Dayton Superior leaves bankruptcy, looks ahead to new HQ

WASHINGTON TWP.— Dayton Superior Corp. has emerged from Chapter 11 bankruptcy protection with less debt, lower interest costs and what will soon be a new local home, its chief executive said Wednesday, Oct. 28.

“There’s no question about it,” said Eric Zimmerman, Dayton Superior’s CEO, when asked if the non-residential concrete construction products company can weather what he acknowledged is a “horrible” construction market.

The construction market is off by about 50 percent from last year, Zimmerman said. It could fall another 25 percent next year.

But the company is less burdened by debt and interest, he said.

“We had almost $160 million worth of subordinated bond debt that was due in June this year,” he said. Unable to obtain that credit, the company sought protection in April.

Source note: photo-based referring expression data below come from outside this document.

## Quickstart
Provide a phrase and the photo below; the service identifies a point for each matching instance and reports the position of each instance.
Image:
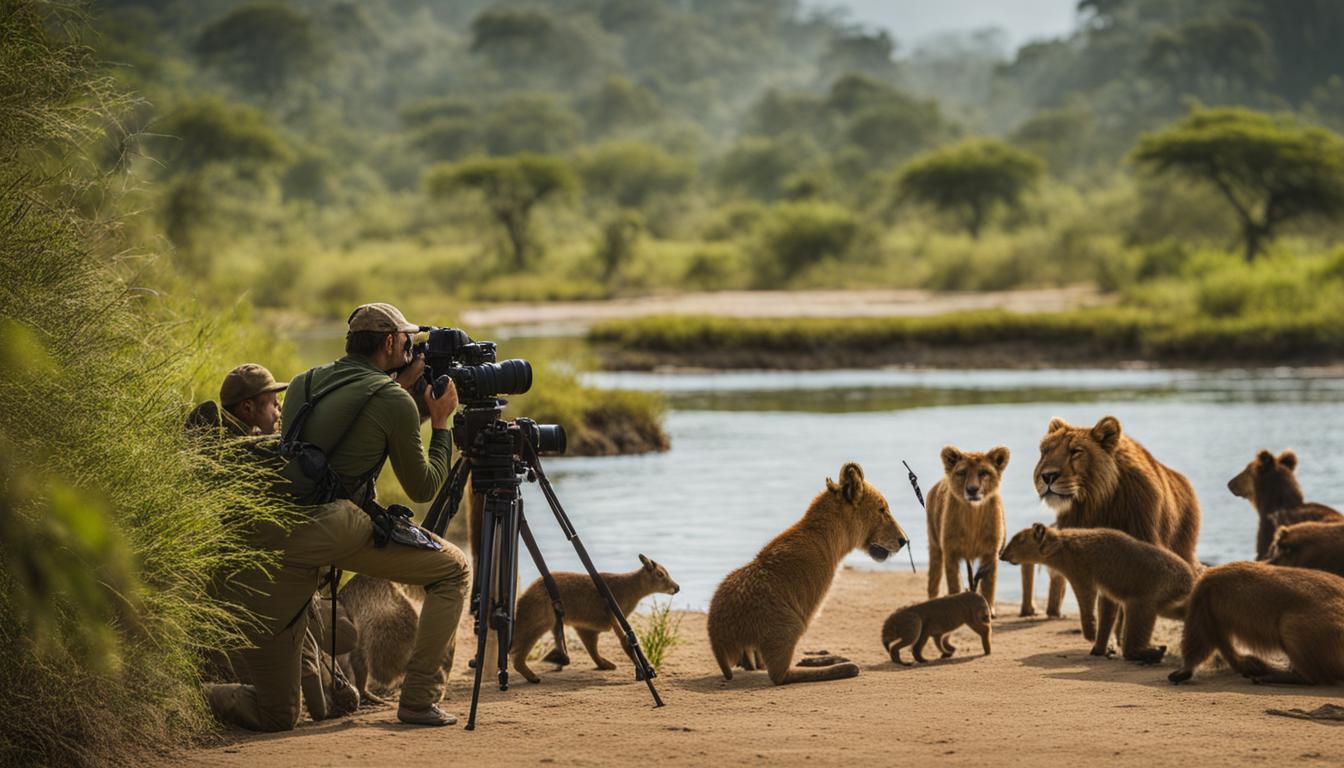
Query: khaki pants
(336, 534)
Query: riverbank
(1038, 700)
(1104, 336)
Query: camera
(450, 354)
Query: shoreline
(1038, 700)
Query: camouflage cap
(247, 379)
(382, 318)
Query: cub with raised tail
(1147, 580)
(761, 609)
(585, 609)
(937, 618)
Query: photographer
(358, 416)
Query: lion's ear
(999, 456)
(949, 457)
(851, 480)
(1106, 433)
(1288, 459)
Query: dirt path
(575, 316)
(1039, 700)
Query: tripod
(496, 455)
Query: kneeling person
(359, 416)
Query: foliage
(971, 178)
(1272, 170)
(114, 526)
(659, 632)
(262, 46)
(511, 187)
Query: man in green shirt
(362, 418)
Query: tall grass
(659, 631)
(113, 526)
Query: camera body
(452, 355)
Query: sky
(913, 20)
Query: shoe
(428, 716)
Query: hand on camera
(441, 408)
(411, 375)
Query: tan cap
(382, 318)
(247, 379)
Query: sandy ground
(575, 316)
(1038, 700)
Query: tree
(511, 186)
(262, 46)
(971, 178)
(631, 174)
(1270, 168)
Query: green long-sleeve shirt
(389, 425)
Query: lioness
(761, 609)
(1100, 478)
(1148, 580)
(1270, 484)
(1266, 608)
(965, 518)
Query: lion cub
(761, 609)
(1270, 484)
(1147, 580)
(967, 523)
(1266, 608)
(936, 619)
(585, 609)
(1317, 545)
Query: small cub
(585, 609)
(936, 619)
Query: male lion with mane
(1101, 478)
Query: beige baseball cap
(247, 379)
(382, 318)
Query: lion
(1266, 608)
(965, 519)
(1270, 484)
(1101, 478)
(761, 609)
(585, 609)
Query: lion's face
(1030, 545)
(1078, 463)
(866, 507)
(973, 476)
(1304, 545)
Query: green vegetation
(659, 631)
(1270, 170)
(113, 525)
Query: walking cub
(1147, 580)
(1270, 484)
(1266, 608)
(1317, 545)
(936, 619)
(585, 609)
(967, 523)
(761, 609)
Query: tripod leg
(506, 579)
(641, 663)
(558, 655)
(483, 616)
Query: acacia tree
(1270, 168)
(511, 187)
(969, 178)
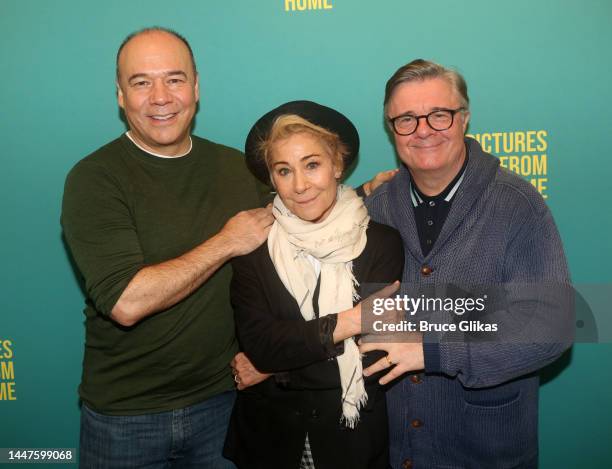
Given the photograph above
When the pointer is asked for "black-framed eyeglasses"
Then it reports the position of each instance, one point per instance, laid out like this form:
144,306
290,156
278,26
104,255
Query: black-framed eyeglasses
440,119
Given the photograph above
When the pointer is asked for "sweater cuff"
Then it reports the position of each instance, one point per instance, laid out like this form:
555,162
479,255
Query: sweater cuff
327,325
361,192
431,357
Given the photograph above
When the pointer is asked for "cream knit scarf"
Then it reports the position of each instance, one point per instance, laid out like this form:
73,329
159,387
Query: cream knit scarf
334,242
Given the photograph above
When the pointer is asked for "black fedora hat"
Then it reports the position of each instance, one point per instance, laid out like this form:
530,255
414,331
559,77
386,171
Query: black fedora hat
315,113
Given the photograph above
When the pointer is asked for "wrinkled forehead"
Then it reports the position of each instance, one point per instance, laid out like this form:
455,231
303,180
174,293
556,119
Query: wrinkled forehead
153,53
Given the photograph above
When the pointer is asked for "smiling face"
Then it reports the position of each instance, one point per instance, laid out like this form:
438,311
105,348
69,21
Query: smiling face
428,153
304,175
158,90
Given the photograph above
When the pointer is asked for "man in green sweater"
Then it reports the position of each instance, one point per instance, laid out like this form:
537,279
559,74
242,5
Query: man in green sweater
151,219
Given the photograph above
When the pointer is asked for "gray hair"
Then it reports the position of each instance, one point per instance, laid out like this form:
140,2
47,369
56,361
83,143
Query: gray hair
419,70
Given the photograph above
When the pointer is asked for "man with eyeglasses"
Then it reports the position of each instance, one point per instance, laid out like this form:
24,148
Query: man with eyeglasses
151,220
460,402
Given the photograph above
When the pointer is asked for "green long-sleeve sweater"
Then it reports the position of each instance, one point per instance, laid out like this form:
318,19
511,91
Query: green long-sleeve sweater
124,209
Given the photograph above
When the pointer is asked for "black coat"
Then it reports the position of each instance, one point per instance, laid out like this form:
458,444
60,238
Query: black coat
270,420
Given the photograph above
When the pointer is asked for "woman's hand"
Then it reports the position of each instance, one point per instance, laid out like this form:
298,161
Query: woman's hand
245,374
349,322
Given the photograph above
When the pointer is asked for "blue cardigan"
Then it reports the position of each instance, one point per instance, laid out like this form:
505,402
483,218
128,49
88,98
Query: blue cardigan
476,404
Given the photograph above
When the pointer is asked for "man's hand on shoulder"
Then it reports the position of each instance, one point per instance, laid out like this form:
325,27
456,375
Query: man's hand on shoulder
247,230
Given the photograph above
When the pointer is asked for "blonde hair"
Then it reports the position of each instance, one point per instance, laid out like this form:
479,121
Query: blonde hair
286,125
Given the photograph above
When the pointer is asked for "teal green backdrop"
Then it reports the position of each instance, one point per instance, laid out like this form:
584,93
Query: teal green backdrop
531,66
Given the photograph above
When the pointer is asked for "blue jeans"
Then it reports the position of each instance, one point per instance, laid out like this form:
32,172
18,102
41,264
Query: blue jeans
192,437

Today, the firm has two-thirds less debt, Zimmerman said. Annual interest costs have been cut from about $50 million a year to $15 million.

“We are the most conservatively capitalized we’ve every been in the last 25 years,” Zimmerman said.

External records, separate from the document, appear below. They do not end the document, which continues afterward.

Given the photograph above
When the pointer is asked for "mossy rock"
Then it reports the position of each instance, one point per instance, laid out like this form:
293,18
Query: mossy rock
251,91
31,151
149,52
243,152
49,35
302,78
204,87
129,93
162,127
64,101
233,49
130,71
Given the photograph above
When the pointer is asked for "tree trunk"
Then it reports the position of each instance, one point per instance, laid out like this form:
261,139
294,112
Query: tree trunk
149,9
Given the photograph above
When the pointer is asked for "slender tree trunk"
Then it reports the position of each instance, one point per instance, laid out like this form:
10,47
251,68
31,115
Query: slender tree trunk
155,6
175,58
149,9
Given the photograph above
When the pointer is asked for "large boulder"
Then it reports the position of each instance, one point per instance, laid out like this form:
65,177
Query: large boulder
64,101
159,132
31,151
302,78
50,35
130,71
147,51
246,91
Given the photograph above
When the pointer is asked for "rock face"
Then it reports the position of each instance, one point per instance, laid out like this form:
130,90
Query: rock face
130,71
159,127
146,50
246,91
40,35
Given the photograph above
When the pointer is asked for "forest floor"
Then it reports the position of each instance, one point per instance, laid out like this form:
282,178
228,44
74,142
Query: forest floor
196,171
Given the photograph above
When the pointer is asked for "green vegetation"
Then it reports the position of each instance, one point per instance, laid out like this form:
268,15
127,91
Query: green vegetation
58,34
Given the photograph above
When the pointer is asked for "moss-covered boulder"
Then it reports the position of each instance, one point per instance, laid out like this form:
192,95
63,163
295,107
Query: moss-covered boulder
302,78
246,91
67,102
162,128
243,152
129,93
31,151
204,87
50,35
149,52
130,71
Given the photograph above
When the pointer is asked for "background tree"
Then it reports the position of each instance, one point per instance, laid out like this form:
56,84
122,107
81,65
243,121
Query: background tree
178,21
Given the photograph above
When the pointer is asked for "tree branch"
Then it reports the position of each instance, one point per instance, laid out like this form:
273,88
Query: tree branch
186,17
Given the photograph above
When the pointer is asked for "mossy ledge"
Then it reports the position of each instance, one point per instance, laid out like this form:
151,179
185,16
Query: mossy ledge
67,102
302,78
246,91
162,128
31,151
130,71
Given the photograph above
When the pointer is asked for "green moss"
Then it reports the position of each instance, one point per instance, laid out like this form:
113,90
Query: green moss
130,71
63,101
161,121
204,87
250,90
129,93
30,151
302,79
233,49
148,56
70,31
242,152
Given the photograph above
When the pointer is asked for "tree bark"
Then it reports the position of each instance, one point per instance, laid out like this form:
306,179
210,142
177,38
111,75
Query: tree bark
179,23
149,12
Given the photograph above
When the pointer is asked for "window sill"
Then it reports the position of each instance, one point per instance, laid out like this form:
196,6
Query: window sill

The company has 125 local employees today, down slightly from about 140 in April. The company still has about 1,200 total employees.

The company did cut jobs in the last half of 2008 as company leaders watched “the market go south on us,” Zimmerman said. In June 2008, Dayton Superior had some 2,000 employees total.

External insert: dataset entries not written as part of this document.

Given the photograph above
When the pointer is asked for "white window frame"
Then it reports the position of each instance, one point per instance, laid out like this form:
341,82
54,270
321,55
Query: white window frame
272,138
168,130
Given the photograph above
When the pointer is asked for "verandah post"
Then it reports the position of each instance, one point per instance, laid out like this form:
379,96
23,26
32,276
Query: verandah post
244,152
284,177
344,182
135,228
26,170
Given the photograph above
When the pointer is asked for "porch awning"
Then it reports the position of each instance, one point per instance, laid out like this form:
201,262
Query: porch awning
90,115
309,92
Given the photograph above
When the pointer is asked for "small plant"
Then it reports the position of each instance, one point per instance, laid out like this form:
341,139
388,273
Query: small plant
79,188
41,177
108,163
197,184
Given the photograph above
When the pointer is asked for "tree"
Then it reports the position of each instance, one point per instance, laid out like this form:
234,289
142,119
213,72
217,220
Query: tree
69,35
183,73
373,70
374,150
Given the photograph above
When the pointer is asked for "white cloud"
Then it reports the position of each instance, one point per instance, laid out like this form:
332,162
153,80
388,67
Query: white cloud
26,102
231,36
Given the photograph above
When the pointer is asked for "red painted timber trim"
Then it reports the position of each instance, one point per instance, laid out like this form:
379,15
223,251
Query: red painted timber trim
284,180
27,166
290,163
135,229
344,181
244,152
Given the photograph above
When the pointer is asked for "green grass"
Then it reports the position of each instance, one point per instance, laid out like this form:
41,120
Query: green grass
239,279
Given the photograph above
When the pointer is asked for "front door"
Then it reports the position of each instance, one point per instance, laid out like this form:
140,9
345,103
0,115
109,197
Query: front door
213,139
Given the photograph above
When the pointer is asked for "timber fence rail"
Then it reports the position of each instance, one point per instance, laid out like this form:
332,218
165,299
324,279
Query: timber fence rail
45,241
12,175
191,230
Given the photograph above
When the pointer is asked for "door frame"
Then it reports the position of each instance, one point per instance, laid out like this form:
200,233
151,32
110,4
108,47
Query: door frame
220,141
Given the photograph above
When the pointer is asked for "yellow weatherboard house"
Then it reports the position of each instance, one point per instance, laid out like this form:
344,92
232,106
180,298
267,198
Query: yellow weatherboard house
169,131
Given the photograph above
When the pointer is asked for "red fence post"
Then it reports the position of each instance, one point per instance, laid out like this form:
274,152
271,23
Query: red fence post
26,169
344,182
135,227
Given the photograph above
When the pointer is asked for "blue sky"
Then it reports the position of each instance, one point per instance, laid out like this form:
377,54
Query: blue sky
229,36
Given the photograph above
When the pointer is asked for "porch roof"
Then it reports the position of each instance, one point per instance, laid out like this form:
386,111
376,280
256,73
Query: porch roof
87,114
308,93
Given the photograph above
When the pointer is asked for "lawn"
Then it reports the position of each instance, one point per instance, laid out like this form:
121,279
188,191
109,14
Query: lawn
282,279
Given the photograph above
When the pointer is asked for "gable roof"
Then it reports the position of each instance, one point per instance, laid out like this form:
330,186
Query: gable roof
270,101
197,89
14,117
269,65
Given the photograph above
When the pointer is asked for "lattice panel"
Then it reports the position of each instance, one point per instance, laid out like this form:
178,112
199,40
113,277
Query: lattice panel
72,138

Dayton Superior is consolidating its Miamisburg distribution operation and its Washington Village Drive headquarters into a new, 72,000-square-foot building being raised at 1125 Byers Road in Miamisburg.

About 40,000 square feet of the company’s new home will be office space, Zimmerman said. (Some 90 percent of the company’s local employees are tied to the firm’s headquarters operations, he added.)

At its April filing, the company listed assets of $286 million against liabilities of $413 million.

Under the restructuring, $161 million of pre-bankruptcy debt notes were converted into “new stock of the reorganized company” and $70 million in debt obligations were paid down, resulting in total reduction of more than two-thirds of the company’s pre-bankruptcy debt, the company said.

All Dayton Superior common shares have been cancelled, with no recovery, the company said.